The 5: This week, the Labor Department holds hearings on “lifetime income options for retirement plans.” That sounds like code for the “guaranteed retirement accounts” notion first floated in 2008 — and flagged for us at the time by Strategic Short Report editor Dan Amoss.
“This seems to be the second effort,” Dan commented last week, “by the statists in Congress to slowly boil the American people like a frog… put everyone in 'safe' Treasury-backed annuities to help plug long-term deficits and then inflate the value away.”
We’ll keep an eye on these hearings this week. Stay tuned. In the meantime, if you'd like to fight back — just a little bit — consider Jim Nelson's approach presented here.
“Please consider the tax on the sale of investment property," another reader writes in response to our item Friday about the new 3.8% federal tax on investment income for so-called high earners, "where there is not the personal residence protection.
“This 3.8% tax, along with increased capital gains tax (15%, raised to 20%), will be substantial.

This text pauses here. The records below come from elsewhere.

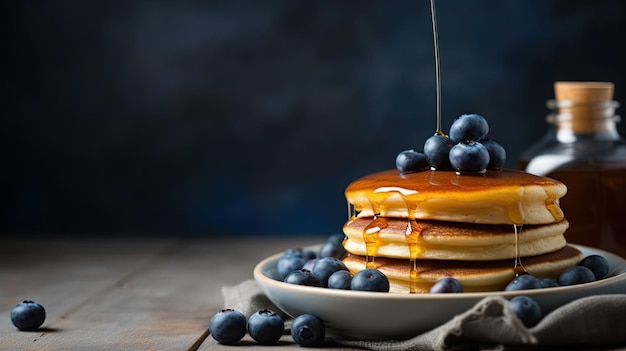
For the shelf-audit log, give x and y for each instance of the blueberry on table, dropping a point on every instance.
(340, 280)
(469, 156)
(409, 161)
(548, 283)
(526, 309)
(497, 154)
(325, 267)
(576, 275)
(265, 327)
(307, 330)
(227, 326)
(370, 279)
(302, 277)
(469, 127)
(446, 285)
(437, 151)
(597, 264)
(523, 282)
(28, 315)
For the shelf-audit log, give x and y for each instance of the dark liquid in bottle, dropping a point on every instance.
(595, 204)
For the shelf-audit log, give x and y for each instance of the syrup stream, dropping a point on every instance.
(518, 267)
(437, 65)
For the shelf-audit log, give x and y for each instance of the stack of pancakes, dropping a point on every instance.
(482, 229)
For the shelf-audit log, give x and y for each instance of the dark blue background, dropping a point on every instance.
(250, 117)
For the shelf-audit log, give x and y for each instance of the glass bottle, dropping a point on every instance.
(584, 150)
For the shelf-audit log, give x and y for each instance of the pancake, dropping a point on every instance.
(474, 276)
(402, 238)
(495, 197)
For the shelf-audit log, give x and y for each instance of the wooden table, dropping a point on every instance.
(128, 294)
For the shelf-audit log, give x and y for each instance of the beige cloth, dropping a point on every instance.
(489, 325)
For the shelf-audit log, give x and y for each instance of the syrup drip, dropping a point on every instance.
(518, 268)
(437, 65)
(412, 235)
(370, 237)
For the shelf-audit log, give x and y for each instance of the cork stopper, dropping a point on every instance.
(583, 91)
(584, 107)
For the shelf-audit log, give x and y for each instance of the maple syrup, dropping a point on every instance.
(584, 151)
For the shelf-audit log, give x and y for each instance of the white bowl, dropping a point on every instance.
(387, 315)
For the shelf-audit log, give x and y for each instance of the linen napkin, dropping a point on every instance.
(489, 325)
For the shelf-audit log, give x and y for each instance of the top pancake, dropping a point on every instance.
(496, 197)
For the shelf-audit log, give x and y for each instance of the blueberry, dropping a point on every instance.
(469, 156)
(302, 277)
(597, 264)
(227, 326)
(523, 282)
(340, 280)
(437, 150)
(497, 154)
(28, 315)
(548, 283)
(411, 161)
(309, 264)
(326, 266)
(469, 127)
(446, 285)
(332, 248)
(289, 262)
(576, 275)
(265, 327)
(370, 279)
(526, 309)
(307, 330)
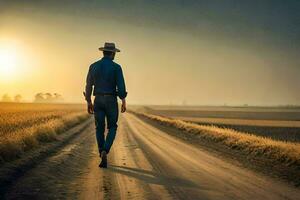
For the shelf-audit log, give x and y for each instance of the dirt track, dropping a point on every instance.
(145, 163)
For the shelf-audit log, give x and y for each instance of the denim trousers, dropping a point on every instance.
(106, 107)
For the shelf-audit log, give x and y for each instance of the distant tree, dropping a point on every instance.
(58, 97)
(48, 97)
(39, 97)
(6, 98)
(18, 98)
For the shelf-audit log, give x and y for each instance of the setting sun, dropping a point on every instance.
(8, 62)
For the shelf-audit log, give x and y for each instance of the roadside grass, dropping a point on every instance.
(287, 153)
(30, 135)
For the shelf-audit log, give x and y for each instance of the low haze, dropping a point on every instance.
(172, 52)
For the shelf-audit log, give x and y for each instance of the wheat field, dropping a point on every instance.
(278, 151)
(24, 126)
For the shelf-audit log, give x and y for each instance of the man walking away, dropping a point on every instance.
(106, 78)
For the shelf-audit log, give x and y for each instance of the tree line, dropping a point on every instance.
(38, 98)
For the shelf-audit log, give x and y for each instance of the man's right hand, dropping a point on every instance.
(90, 108)
(123, 107)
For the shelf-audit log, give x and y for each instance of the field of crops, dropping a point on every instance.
(286, 153)
(24, 126)
(276, 123)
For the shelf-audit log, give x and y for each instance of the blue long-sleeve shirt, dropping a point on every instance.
(106, 77)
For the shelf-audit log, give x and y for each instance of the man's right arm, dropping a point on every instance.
(122, 93)
(89, 90)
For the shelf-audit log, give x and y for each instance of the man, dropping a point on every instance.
(107, 79)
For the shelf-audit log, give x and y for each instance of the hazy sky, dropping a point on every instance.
(200, 52)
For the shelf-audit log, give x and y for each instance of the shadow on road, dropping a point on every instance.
(151, 177)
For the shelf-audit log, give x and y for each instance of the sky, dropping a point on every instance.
(192, 52)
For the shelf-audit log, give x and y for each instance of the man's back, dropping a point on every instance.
(107, 78)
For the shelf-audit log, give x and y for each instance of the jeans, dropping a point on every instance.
(105, 107)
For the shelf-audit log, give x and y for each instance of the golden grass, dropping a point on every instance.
(25, 126)
(279, 151)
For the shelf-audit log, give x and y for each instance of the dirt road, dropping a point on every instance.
(145, 163)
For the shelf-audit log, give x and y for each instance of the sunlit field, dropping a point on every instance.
(277, 123)
(25, 126)
(251, 144)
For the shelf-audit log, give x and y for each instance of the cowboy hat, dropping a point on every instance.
(109, 47)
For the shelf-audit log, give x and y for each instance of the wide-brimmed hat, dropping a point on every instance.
(109, 47)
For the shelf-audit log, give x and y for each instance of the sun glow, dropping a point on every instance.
(8, 63)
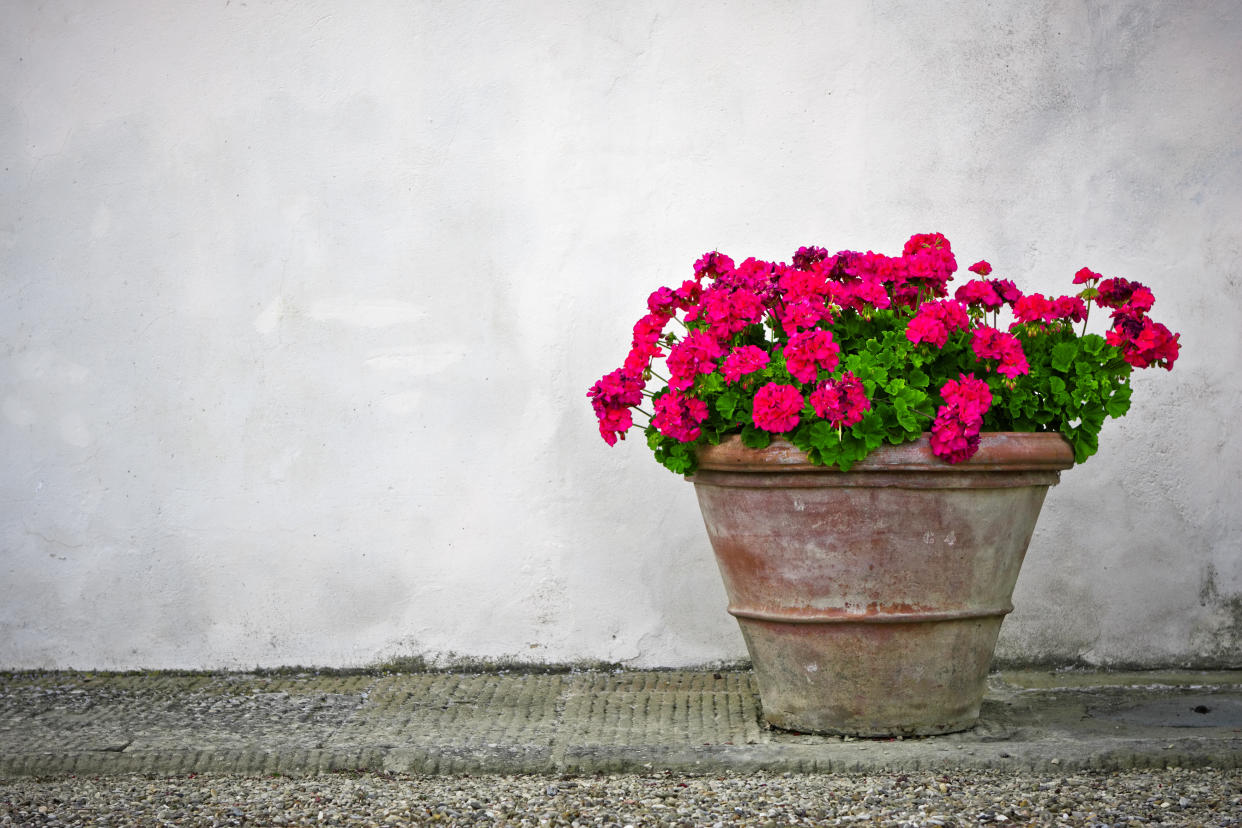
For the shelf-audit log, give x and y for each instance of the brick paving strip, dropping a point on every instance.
(580, 723)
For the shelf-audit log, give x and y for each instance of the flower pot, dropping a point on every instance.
(871, 600)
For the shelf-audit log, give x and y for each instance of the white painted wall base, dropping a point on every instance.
(301, 302)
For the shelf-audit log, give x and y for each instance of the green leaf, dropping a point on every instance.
(1119, 402)
(1063, 355)
(727, 404)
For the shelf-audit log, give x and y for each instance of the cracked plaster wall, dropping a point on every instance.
(299, 303)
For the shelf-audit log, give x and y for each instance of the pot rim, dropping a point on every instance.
(997, 452)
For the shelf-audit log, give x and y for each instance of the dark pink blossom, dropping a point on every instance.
(727, 310)
(1032, 308)
(807, 256)
(612, 397)
(1006, 291)
(693, 355)
(1114, 293)
(989, 343)
(958, 422)
(1144, 343)
(969, 395)
(804, 314)
(842, 402)
(809, 351)
(778, 407)
(713, 266)
(1071, 308)
(935, 320)
(662, 302)
(743, 360)
(678, 416)
(980, 293)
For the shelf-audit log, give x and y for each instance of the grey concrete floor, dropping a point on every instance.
(580, 723)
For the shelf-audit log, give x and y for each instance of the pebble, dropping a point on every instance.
(1165, 797)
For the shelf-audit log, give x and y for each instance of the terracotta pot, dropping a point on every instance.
(871, 600)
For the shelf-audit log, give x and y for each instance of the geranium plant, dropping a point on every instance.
(842, 353)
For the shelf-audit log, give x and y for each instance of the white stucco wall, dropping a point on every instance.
(301, 302)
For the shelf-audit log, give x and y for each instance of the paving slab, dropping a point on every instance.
(581, 723)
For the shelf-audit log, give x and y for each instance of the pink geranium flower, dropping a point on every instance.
(678, 416)
(842, 402)
(778, 407)
(989, 343)
(809, 351)
(693, 355)
(958, 422)
(935, 320)
(743, 360)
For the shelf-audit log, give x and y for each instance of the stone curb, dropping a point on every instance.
(56, 724)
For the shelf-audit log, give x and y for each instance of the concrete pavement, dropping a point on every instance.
(580, 723)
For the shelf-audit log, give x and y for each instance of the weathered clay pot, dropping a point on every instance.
(871, 600)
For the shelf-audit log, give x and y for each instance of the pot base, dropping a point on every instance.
(871, 600)
(872, 679)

Forget about 1034 Like Kind Exchanges, where there are many requirements and time limitations. An investor might desire to invest in other areas, e.g., gold, stocks, etc. Thanks for your great advice.”
The 5: Hmmm… we wonder how the tax bite for an individual who owns investment property will compare to the tax bite on corporations that own apartment complexes?
Regards,
Addison Wiggin
The 5 Min. Forecast
P.S.: “If you look at some of the markets here [in Chicago],” our Resource Trader Alert editor Alan Knuckman told Bloomberg TV on Friday, apparently onto opportunities outside the concerns we've raised today, “they’re driven by supply and demand.
"The stock market may be lagging behind them, but if you look at a lot of physical commodities — you look at corn, you look at sugar, you look at cotton, you look at silver — you look at some of these things, they’re doing very, very well — even though the stock market’s kind of lagging behind.”
That's why we love this guy. In his words, "It all comes back to commodities."